I can’t imagine many theatres were keen to give such a thrusting provocation a platform, venerated though Johnson is. Bravo to the unfunded, open-minded Menier, then. Whatever the shortcomings of the piece – there’s a smack of contrivance about Lucy’s presence and caricature stalks the four couples – it’s defined by rollicking dialogue, good old-fashioned writerly craft and an implicit faith in theatre as a forum for exploring difficult, even taboo, subjects.
Johnson eases us into things via enjoyable lashings of middle-class inhibition and marital dissatisfaction in the des-res kitchen as things hot up elsewhere (the carry-on happens off-stage). The gags fly thick and fast. “What are your safe words?” Amanda Ryan’s archetypally bling Russian Magdalena (reluctantly hitched to Timothy Hutton’s ageing wealthy American hipster Jeff) is asked. “Don’t Stop!” she drolly responds. With Johnson directing a crack cast, much of the humour lies in minutiae. “How do I look?” asks Will Barton’s oafish Tim, ravaged by time and drugs. “Like a bewildered corpse,” replies Jason Merrells’s recoiling host.

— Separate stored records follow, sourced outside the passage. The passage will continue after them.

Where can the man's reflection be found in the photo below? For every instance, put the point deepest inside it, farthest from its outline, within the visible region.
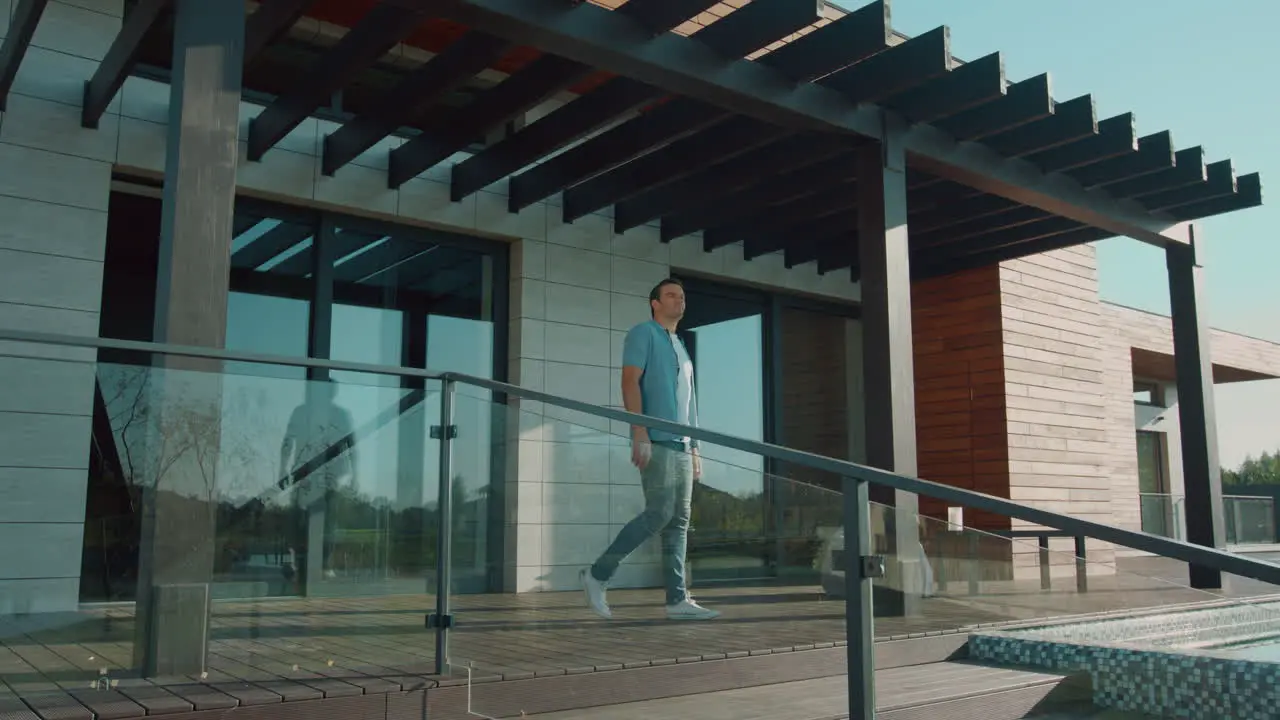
(318, 459)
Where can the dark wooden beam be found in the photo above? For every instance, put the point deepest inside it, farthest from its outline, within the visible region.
(120, 58)
(849, 40)
(661, 16)
(682, 65)
(1220, 182)
(558, 130)
(1072, 121)
(961, 212)
(743, 31)
(1248, 195)
(977, 227)
(772, 220)
(1115, 136)
(1197, 417)
(970, 85)
(757, 24)
(835, 255)
(929, 267)
(883, 260)
(801, 242)
(420, 90)
(654, 128)
(452, 132)
(997, 238)
(177, 540)
(896, 69)
(1188, 169)
(680, 159)
(836, 45)
(270, 22)
(720, 181)
(22, 28)
(380, 30)
(1155, 153)
(776, 190)
(577, 119)
(1024, 103)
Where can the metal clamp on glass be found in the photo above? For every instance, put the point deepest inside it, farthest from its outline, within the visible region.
(872, 566)
(443, 621)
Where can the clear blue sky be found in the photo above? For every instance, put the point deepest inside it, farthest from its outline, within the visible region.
(1205, 71)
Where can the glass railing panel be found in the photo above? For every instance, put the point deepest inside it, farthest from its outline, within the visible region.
(575, 502)
(1249, 520)
(304, 510)
(1161, 515)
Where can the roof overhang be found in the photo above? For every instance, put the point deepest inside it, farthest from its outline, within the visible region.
(736, 121)
(1150, 337)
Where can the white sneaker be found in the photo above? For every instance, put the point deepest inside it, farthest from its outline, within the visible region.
(690, 610)
(595, 591)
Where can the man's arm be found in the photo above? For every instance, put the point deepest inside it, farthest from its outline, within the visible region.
(635, 359)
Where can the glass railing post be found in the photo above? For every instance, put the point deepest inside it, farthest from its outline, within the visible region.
(860, 568)
(1082, 570)
(443, 620)
(1046, 577)
(974, 565)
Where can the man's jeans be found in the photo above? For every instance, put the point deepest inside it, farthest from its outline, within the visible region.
(668, 488)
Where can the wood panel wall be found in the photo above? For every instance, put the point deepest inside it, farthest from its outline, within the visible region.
(960, 387)
(1059, 458)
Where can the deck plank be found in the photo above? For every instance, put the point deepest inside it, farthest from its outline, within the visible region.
(824, 697)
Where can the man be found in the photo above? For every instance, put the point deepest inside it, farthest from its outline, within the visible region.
(657, 381)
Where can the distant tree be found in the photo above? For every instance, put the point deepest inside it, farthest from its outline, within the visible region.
(1264, 470)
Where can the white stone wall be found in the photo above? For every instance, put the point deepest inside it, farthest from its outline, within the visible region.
(54, 188)
(575, 290)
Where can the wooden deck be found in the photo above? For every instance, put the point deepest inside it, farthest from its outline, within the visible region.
(270, 651)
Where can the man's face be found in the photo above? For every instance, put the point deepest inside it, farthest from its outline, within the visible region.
(670, 304)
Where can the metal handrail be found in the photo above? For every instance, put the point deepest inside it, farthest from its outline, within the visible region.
(1178, 550)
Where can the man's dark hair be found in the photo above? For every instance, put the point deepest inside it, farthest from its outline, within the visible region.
(656, 294)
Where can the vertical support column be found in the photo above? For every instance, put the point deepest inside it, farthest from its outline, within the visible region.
(888, 368)
(1197, 420)
(859, 625)
(320, 346)
(443, 620)
(179, 502)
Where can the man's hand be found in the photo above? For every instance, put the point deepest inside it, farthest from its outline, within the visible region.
(641, 450)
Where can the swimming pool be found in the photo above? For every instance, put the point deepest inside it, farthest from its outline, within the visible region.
(1265, 652)
(1207, 660)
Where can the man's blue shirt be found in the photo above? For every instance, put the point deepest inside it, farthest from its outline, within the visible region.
(653, 350)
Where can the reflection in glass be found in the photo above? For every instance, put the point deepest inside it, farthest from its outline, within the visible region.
(730, 504)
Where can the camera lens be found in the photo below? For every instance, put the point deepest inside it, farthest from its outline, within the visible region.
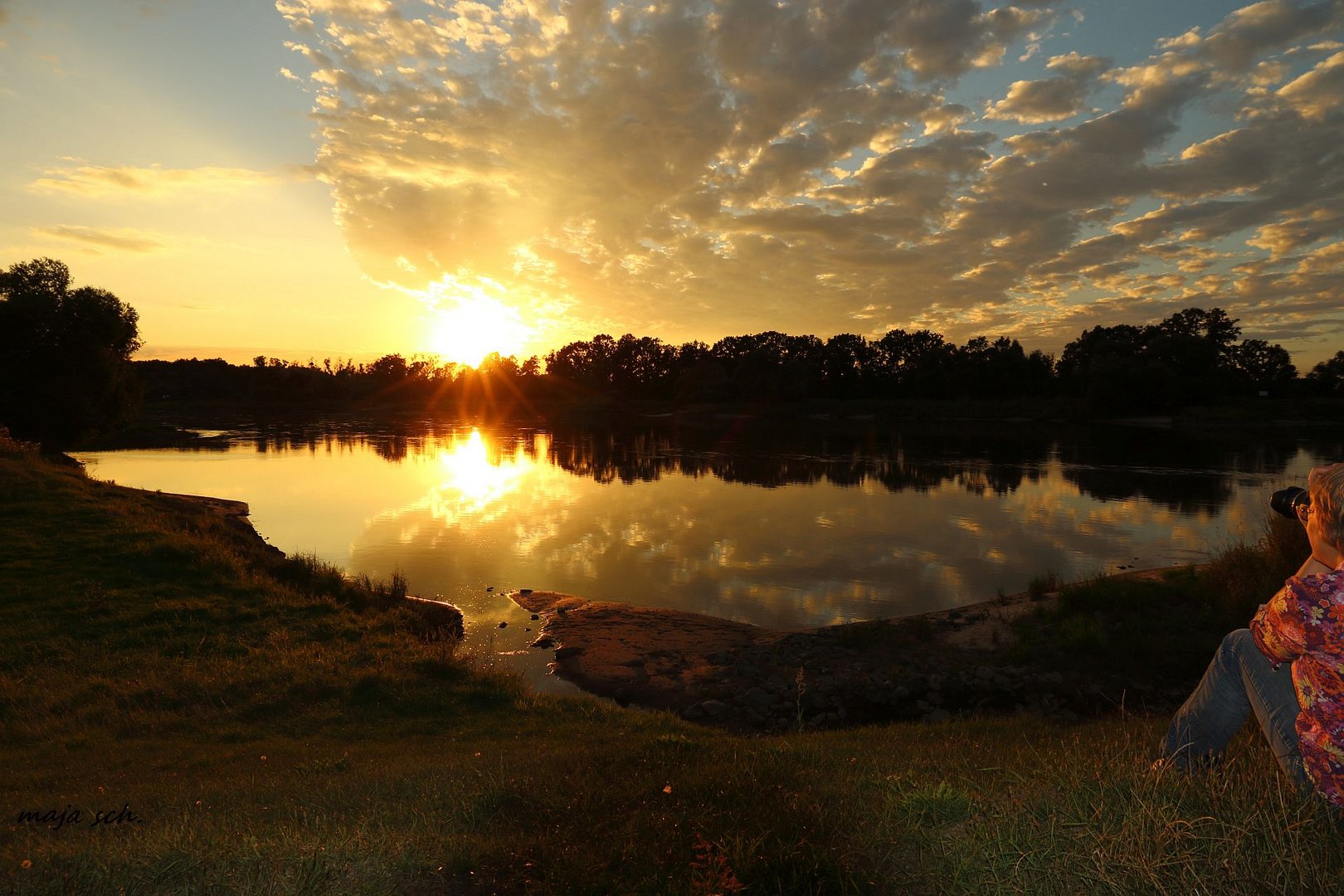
(1287, 501)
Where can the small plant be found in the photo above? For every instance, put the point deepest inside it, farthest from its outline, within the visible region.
(801, 688)
(711, 874)
(1042, 585)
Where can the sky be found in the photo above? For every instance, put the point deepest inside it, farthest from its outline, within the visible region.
(353, 178)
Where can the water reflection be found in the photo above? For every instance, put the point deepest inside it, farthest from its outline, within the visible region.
(773, 527)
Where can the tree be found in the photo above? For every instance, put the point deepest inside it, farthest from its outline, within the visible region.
(1327, 377)
(65, 355)
(1261, 366)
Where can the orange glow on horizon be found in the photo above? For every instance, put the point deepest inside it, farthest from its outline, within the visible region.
(470, 324)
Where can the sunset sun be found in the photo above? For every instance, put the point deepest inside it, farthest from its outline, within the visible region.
(474, 328)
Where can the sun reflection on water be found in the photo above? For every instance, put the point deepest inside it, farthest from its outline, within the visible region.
(475, 484)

A sobering conversational quality descends, as Pooya Mohseni’s Lucy finds herself the object of discussion and a magnet for barbs, especially from her rival in the glamour stakes, Lisa Dwan’s glinting Gilly, clinging to an unassailable sense of womanhood. But the sheer poise Mohseni (an Iranian American trans actor) brings to the role, all dignity and hard-won wisdom, has its own power and dampens down an incendiary topic without snuffing it out. For all its knowing bouts of crassness, The Sex Party is sensitively handled. A return to form for Johnson, it invites us to think about what we choose, who we choose, and how we arrive at being truly ourselves.